Humans from all across the spectrum of derangement have suggested more ostentatious approaches to global cooling, including but not limited to: putting a huge (1000km diameter) mirror in space; putting a huge diffraction lens in space; and putting as similarly huge sunshade in space (you get the idea, it’s all just putting huge things in space to block sunlight). You can take your pick if you are a theatrical villain, but none of these options will be cheaper or easier than the sulphur dioxide approach.
The drawback of filling the stratosphere with material to increase albedo is that the material falls over weeks or years and temperatures restabilise. Maintaining the cooling effect would require the continual emission of material into the stratosphere. If you are able to reduce the surface temperature far enough and for long enough, however, something extraordinary could happen.
The ‘snowball Earth hypothesis’ suggests Earth’s entire surface may have been frozen some time in history. A triggering event – such as a supervolcano or asteroid impact that blasts ash, dust, and gas into the atmosphere – would have caused enough cooling for ice (high albedo) to spread from the poles towards the equator. When Earth’s albedo reaches a critical point, a positive ice-albedo feedback loop begins. It would take about 1000 years to reach ‘snowball Earth’ (I’ve checked Google and polar bears don’t live quite that long, but you’d still have many years of enjoyment as Earth freezes, crops fail, and life struggles for survival). The most feasible artificial trigger is a nuclear war; this could lead to massive firestorms filling the stratosphere with soot and blocking sunlight.

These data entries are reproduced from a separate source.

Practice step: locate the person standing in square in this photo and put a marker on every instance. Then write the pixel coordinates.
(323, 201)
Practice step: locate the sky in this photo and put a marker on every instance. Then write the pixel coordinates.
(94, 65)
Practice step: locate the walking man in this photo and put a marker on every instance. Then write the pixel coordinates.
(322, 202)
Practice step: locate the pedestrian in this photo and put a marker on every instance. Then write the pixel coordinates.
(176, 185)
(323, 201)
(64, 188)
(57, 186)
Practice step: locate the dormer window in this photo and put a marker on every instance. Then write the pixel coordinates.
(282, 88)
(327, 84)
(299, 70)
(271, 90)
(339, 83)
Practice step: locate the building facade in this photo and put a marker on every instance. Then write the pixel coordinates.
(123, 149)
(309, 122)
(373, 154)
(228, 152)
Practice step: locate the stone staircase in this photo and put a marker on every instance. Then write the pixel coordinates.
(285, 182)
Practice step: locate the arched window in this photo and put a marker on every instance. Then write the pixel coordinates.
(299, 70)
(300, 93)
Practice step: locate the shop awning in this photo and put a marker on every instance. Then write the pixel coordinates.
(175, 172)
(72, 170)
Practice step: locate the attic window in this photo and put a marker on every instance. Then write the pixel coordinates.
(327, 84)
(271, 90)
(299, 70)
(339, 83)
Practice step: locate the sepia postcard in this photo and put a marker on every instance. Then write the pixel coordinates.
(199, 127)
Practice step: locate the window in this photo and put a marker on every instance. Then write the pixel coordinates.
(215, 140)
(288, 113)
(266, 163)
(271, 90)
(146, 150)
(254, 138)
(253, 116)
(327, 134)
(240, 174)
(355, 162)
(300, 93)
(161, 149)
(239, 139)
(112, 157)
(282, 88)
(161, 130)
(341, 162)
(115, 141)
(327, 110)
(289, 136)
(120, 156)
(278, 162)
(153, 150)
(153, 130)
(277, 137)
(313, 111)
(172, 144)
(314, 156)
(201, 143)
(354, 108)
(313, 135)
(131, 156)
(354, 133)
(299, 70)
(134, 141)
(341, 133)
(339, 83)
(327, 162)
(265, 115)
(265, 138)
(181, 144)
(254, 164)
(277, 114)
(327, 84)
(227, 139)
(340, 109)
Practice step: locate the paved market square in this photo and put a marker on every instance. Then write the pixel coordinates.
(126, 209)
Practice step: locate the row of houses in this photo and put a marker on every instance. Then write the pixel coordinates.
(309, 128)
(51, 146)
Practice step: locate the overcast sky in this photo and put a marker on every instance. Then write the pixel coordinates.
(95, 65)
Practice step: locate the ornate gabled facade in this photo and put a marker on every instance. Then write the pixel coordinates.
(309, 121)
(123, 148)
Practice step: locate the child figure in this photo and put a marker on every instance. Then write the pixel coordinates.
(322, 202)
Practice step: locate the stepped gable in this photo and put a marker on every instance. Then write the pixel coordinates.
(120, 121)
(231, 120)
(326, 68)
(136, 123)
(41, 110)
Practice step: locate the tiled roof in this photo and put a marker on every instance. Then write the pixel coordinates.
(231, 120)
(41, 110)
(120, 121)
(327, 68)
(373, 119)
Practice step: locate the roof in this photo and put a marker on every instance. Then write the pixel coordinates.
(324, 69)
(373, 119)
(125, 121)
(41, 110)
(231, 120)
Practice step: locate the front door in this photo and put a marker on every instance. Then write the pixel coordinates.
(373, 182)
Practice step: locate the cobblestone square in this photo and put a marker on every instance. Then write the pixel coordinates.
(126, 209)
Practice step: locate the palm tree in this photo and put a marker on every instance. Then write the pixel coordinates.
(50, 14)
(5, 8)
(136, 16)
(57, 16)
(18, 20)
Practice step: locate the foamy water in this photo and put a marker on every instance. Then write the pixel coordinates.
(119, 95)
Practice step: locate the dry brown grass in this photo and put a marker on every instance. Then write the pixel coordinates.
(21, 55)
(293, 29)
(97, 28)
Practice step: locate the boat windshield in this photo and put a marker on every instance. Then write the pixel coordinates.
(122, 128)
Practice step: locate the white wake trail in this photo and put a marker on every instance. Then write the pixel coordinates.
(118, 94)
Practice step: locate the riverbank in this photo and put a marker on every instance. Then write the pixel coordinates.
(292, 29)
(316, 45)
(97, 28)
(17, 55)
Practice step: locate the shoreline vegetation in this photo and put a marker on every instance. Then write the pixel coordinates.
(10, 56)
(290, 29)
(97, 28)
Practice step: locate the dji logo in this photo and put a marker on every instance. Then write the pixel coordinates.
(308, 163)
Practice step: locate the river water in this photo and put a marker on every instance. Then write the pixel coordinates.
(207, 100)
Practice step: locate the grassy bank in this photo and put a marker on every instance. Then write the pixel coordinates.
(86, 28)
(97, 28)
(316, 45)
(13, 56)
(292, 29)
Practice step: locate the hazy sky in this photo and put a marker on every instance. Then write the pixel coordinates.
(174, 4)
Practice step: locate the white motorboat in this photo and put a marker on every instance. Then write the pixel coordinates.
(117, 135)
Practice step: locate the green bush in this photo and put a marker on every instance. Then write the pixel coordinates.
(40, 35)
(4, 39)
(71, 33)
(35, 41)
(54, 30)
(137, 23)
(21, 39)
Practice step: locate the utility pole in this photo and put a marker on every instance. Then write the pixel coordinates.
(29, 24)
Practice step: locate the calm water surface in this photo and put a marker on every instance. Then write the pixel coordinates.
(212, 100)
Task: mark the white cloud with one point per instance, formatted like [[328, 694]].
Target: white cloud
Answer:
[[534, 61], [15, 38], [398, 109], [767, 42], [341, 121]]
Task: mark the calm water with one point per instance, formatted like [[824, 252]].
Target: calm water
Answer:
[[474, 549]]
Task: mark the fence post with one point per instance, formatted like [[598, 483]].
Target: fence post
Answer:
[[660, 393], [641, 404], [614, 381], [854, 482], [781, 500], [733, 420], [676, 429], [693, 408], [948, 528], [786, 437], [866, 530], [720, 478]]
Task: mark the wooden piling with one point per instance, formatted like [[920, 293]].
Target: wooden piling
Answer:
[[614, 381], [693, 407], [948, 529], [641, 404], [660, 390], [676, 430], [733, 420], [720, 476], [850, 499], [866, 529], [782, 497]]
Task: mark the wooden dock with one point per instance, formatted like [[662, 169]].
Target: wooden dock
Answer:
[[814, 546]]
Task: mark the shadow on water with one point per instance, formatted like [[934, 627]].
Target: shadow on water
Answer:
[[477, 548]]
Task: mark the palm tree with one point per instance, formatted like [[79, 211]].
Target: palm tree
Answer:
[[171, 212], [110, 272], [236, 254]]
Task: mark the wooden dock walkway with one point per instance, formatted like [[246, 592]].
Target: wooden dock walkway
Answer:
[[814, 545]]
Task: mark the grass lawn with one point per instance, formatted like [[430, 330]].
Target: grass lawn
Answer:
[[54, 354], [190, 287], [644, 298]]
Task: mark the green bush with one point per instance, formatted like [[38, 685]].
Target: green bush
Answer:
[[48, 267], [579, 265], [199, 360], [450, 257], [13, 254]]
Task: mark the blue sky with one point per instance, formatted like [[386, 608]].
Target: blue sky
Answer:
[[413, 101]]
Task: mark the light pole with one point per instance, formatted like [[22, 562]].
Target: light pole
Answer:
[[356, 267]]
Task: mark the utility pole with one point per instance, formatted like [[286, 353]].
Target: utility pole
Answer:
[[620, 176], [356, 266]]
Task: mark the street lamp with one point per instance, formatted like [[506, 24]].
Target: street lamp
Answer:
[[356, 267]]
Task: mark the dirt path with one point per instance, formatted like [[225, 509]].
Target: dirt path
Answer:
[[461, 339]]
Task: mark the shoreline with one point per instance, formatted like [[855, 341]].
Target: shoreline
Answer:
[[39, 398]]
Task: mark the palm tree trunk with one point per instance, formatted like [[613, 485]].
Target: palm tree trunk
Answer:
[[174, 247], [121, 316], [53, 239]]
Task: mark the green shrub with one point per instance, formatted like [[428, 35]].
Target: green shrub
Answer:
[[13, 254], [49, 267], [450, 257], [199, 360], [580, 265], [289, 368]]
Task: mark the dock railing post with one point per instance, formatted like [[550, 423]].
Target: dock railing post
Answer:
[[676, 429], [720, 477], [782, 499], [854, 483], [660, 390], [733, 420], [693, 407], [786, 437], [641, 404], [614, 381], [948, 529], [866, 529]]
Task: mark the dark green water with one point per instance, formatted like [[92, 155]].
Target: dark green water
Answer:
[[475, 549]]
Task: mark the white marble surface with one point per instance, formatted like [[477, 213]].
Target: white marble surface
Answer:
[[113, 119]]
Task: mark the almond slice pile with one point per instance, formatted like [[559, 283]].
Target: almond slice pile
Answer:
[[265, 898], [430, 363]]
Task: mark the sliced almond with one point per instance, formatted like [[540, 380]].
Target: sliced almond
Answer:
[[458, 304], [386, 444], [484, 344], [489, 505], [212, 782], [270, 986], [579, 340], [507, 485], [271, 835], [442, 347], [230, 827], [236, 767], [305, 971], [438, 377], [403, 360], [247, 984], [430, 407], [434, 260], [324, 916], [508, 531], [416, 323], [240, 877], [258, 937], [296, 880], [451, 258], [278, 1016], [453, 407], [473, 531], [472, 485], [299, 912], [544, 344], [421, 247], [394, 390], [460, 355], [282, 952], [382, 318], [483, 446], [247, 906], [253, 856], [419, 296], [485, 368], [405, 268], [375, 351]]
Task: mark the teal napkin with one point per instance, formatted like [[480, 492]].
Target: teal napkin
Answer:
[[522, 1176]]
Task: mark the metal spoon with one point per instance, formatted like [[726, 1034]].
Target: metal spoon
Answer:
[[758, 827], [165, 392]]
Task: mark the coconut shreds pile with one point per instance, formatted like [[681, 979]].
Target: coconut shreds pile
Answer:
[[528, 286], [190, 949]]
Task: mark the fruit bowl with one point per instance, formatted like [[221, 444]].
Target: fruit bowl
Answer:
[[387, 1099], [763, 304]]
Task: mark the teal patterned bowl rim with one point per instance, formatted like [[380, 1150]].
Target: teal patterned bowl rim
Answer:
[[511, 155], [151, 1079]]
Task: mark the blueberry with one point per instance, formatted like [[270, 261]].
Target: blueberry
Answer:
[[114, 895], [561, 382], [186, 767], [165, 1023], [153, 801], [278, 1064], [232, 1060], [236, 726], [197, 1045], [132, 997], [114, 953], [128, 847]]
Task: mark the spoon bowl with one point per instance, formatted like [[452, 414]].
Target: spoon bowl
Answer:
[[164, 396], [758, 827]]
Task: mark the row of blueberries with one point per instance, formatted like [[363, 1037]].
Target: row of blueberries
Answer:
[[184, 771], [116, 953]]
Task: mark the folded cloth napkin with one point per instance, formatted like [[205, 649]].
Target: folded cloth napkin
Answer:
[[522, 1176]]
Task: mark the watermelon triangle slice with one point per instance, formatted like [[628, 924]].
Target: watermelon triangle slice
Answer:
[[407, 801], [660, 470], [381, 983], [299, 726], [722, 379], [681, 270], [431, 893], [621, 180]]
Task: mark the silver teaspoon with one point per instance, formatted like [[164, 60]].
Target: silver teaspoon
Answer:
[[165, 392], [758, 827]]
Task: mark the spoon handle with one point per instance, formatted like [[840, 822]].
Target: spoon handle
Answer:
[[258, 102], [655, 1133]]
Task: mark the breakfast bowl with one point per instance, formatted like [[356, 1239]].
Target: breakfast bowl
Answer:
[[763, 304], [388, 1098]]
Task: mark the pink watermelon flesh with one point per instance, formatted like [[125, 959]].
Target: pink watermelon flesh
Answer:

An important caveat when talking about geoengineering – whether you are a hero or villain – is that we have a limited understanding of the anti-greenhouse effect due to limited direct observation opportunities; it is impossible to predict exactly what side effects will appear (but they may include holes forming in the ozone layer over polar regions: most inconvenient to you and other polar bears). Lawful-evil villains* will be apprehensive about this unpredictability, but it could give your evil plan a pleasing element of randomness!
Yours,
The Evil Engineer
*If you do not know what your villain type is, consider booking a D&D alignment indicator workshop.